A business is bacally defined as an enterprising organization or entity actively engaged in commercial, corporate, or industrial activities for profit. Businesses may be either for-profit or non-profitable organizations that conduct purely for the benefit of its members or others. The activities of a business are the products of its imagination and hard work. A business owner can be an individual, a corporation, a partnership, a joint venture, an organization, or a group. Business enterprises may be locally or internationally based with a stake through ownership, investment, shares, loans, or business transactions.
Some businesses are sole proprietorships, meaning that the business owns all the assets while exercising total control over the management and operation of the enterprise. Partnerships are partnerships where one or more partners share in the profits. In a partnership, each partner normally has a profit motive, but there are no restrictions on partners sharing in the profits. A corporation is a form of partnership in which the principal shareholder or owners have voting rights attached to assets, shares, and profits of the company.
Many people confuse sole proprietorships and partnerships with limited liability partnerships (LLPs). These two business structures have important differences and should be considered carefully by any business planning prior to investing time, energy and money in them. For example, an LLC is only open for business owners who are the sole members. Limited liability partnerships are open for anyone who owns a majority interest in the partnership but does not have the same rights as the principal owner.
Both sole proprietorship and partnership are registered with the state as corporations. Sole proprietorships are treated as separate legal entities from the people who own them. They are not, however, required to register with the state as businesses. All United States citizens are automatically entitled to file a tax return as a corporation and are thus treated as corporation owners. Partnerships are subject to taxation at the personal level, although partners may have their personal taxes deferred until they pay the corporate taxes.

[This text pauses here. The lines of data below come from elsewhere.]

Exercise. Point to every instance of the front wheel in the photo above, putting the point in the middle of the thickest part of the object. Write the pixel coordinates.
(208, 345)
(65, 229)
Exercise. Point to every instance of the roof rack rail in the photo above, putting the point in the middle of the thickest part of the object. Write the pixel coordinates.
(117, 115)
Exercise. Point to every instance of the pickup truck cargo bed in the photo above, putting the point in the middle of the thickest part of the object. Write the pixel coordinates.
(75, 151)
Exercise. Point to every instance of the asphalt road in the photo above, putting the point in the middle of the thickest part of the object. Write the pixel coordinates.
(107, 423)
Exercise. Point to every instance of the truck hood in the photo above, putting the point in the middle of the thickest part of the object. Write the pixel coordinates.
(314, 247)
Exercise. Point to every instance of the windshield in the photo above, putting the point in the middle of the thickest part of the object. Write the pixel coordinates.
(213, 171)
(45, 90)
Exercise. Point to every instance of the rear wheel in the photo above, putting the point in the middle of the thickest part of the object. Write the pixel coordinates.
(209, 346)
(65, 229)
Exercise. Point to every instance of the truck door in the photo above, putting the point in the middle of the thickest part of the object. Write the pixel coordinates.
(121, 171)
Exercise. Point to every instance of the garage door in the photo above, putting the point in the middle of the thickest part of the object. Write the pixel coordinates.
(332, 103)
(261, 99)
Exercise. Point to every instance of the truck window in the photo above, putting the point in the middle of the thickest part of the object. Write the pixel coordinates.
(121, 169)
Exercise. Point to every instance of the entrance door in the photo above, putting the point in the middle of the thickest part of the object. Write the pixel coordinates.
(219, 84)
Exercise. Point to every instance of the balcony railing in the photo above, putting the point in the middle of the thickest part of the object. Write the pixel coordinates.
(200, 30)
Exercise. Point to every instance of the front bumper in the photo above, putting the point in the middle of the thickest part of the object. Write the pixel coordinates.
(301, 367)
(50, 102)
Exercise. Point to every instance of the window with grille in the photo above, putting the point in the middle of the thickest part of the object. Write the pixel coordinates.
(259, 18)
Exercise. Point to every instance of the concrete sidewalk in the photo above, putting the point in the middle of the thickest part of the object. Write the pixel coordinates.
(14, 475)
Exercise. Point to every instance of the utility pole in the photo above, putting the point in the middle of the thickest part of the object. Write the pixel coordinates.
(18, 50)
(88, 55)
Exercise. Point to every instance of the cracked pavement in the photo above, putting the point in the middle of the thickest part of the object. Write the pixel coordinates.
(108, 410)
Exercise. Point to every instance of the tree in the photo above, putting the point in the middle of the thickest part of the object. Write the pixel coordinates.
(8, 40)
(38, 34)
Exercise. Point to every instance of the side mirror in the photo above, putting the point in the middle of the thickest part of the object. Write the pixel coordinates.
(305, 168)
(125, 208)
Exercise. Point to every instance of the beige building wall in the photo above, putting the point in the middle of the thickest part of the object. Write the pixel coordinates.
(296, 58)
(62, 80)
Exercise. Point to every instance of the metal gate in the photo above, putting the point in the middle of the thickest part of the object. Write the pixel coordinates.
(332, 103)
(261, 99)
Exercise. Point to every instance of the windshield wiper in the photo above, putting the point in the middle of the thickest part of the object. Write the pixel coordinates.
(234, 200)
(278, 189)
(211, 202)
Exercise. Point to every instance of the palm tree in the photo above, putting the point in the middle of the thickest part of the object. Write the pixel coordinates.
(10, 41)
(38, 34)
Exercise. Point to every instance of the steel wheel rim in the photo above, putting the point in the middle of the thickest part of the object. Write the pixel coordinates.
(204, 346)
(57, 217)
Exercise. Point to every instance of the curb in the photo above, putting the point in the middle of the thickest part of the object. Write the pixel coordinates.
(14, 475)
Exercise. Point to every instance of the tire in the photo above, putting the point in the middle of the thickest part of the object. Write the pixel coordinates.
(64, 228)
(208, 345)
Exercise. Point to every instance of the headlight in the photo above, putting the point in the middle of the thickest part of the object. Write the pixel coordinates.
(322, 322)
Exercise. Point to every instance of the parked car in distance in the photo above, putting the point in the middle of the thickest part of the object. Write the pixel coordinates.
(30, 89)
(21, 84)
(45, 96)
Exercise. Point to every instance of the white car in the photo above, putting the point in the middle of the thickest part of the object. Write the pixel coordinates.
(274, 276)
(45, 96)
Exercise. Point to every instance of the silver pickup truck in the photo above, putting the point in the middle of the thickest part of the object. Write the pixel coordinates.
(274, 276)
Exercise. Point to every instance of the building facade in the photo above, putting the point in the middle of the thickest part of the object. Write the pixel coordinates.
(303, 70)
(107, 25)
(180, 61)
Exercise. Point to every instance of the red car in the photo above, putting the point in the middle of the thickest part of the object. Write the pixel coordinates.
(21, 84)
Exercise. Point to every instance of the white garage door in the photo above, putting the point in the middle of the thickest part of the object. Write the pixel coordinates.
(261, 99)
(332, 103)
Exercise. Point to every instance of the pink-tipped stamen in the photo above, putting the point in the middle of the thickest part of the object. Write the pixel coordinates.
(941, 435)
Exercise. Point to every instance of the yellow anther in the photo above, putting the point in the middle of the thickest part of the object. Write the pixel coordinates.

The four key takeaways include: effective organization, financial efficiency, structure, and centralization. An effective organization is necessary for a successful business activity. The level of organizational efficiency enables a business to maximize profit through minimizing cost and waste and maximizing revenues at all levels. A financial efficiency strategy allows an organization to reduce costs while maintaining adequate revenue to support growth.
On the other hand, a good structure enables partners to have a vested interest in the growth and management of the company. A well-built business structure provides a means of centralization of resources for better overall management and control. Limited liability partnerships (LLPs) and corporations provide additional advantages that are particularly useful to new ventures. Limited liability partnerships may be used to create a hybrid entity structure, a structure that combines the benefits of a partnership and the advantages of a corporation.